ARRAMPICARE
Una storia di rocce, di sfide e d’amore.
Mauro ha solo tredici anni e un’attrezzatura a dir poco inadeguata quando per la prima volta arrampica sul monte Duranno, ne ha diciotto quando apre la sua prima via sul monte Palazza, in Val Zemola.
Il suo allenamento? La vita di montagna – in cui tutto è salita, dalla raccolta della frutta alle spedizioni per far legna – e i racconti degli alpinisti, in osteria.

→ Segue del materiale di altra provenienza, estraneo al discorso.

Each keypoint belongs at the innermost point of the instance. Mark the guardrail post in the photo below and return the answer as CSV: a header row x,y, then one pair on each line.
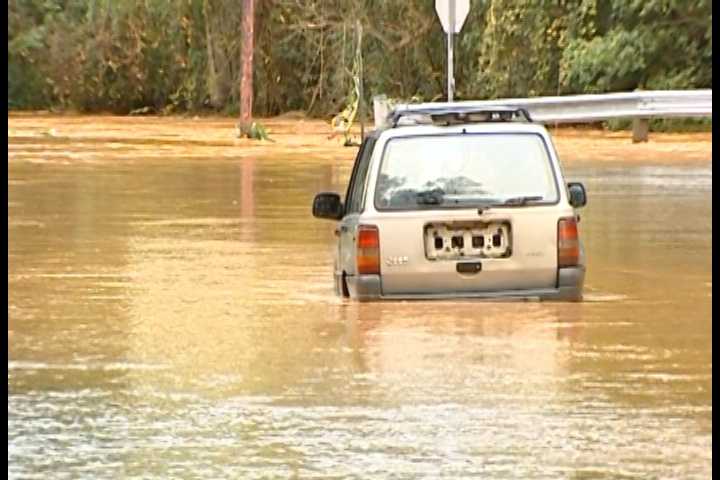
x,y
381,108
641,128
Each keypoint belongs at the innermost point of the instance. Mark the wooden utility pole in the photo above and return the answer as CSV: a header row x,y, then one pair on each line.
x,y
246,70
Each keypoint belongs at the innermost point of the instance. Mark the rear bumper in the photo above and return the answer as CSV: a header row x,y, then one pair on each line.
x,y
569,289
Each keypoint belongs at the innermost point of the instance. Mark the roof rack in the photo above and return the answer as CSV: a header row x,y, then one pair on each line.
x,y
459,115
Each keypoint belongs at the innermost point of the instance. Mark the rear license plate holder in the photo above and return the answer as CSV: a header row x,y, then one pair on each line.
x,y
467,240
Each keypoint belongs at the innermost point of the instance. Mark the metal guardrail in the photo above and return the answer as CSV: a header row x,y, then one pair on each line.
x,y
641,105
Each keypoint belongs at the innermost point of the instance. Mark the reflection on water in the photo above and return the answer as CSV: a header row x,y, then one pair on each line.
x,y
176,319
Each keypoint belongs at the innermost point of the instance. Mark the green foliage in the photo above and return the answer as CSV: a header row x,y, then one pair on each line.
x,y
164,57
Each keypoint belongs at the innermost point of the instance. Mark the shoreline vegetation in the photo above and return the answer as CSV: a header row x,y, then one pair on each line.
x,y
72,137
132,56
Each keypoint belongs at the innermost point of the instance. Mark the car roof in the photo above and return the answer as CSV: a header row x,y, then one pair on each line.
x,y
490,127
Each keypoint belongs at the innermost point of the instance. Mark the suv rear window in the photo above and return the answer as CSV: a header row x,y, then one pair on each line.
x,y
464,170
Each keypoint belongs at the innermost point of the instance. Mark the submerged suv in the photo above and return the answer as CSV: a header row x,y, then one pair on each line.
x,y
452,203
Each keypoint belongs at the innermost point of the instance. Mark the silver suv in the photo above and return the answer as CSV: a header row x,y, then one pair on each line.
x,y
460,202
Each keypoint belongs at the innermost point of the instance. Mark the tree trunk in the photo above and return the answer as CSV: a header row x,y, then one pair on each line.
x,y
246,67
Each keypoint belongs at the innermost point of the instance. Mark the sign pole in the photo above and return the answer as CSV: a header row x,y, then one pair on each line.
x,y
451,22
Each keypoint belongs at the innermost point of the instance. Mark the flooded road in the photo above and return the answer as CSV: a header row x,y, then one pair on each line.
x,y
171,315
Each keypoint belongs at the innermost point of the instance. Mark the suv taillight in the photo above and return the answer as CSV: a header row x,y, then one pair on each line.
x,y
368,250
568,243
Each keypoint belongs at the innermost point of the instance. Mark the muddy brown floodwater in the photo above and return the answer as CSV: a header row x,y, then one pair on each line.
x,y
171,315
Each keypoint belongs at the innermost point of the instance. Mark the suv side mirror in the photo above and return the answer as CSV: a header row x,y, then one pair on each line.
x,y
578,197
328,205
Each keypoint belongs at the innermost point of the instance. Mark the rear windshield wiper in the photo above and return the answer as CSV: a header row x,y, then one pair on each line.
x,y
430,197
521,200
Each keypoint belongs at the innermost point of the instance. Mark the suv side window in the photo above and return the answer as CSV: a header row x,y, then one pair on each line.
x,y
358,181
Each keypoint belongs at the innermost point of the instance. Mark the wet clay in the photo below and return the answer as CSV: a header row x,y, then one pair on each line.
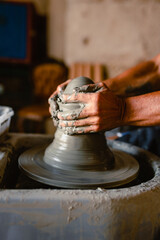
x,y
79,160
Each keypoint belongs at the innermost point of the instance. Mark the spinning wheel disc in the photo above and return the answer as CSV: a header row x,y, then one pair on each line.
x,y
125,170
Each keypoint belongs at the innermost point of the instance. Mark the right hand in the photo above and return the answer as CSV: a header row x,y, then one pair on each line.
x,y
54,107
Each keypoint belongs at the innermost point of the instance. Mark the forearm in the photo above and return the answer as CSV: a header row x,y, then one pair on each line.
x,y
143,78
142,110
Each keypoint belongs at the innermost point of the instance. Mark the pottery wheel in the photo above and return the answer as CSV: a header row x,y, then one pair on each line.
x,y
125,170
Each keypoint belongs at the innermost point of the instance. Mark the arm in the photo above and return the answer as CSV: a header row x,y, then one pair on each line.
x,y
143,78
142,110
103,110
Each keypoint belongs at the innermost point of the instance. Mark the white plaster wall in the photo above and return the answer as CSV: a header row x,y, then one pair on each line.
x,y
56,28
116,33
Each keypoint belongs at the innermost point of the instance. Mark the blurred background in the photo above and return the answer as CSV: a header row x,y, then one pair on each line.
x,y
44,42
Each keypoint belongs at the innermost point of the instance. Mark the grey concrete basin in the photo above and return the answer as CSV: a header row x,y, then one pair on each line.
x,y
36,211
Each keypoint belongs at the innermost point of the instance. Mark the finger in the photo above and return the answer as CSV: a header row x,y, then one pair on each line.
x,y
90,88
59,89
83,112
77,97
81,130
81,122
62,86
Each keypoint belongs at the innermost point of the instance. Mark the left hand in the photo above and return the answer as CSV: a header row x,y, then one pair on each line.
x,y
102,110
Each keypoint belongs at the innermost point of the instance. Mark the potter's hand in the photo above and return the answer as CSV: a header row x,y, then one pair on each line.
x,y
101,110
53,101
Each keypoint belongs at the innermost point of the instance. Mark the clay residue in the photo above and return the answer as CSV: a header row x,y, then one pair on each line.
x,y
70,114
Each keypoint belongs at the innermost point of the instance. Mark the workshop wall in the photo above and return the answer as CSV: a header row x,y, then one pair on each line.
x,y
116,33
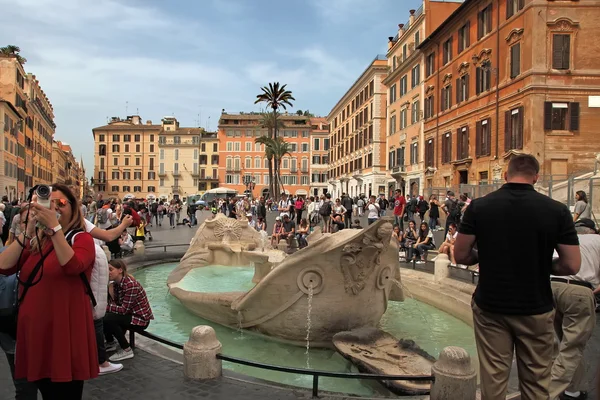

Spronato dall’audacia della giovinezza e dal talento, Mauro per decenni è in cordata con i più grandi. È tra i più assidui frequentatori del gruppo del Nuovo Mattino, che negli anni Settanta cambia il modo di vivere l’arrampicata in Italia. Partecipa a due spedizioni storiche: una in Groenlandia, dove perde la strada e rischia la vita, e una in California, insieme a Manolo, eccezionale scalatore e amico, in un clima di goliardia e scoperta (e qualche scontro con i ranger).
Oggi, chiunque si cimenti con le cime tra cui Mauro ha passato tutta la vita può farlo anche grazie alle centinaia di vie che lui ha aperto, ai chiodi che ha piantato. Grazie alla sua passione, alle sue mani e alla sua storia. Questa storia.
In pagine piene di sincerità, ironia, poesia, lo scrittore e alpinista racconta gli aneddoti di una vita di scalate, ma soprattutto ne restituisce con vividezza le emozioni: il tocco della roccia, la ruvida amicizia della cordata, ma anche il dono del legno e la filosofia semplice che accompagna le imprese e i giorni. Un diario di avventure tra le cui righe scorre la testimonianza di una ricerca continua: della cima, della pace con se stessi, del senso più profondo delle cose.
Dal libro:
“Quando montammo il campo base scoprimmo che il ghiacciaio si spostava, apparivano crepacci, dovevamo ogni volta riposizionare le tende. Era un mondo abbagliante e scricchiolante, incantato e letale. Dava le vertigini pensare che, su ogni cima che toccavamo, posavamo il primo piede umano: gli ultimi a tentare una spedizione da quelle parti, un gruppo di sloveni, si erano fermati molti chilometri più a sud”.
“A metà degli anni Ottanta, con Manolo, partimmo per una spedizione americana. La grande avventura internazionale della mia vita, dopo quella in Groenlandia. Avevamo un sogno e quel sogno aveva un nome: El Capitan, in California. Un’arrampicata fra le più dure al mondo”.
“È stato allora che mi sono ricordato le parole di Celio: guarda dove vedi l’unto dei camosci. Loro seguono sempre i percorsi più facili, facilissimi. E al passaggio lasciano una scia del grasso che hanno sotto le punte degli zoccoli, come una scia nera. Ho cercato quella scia e l’ho trovata”.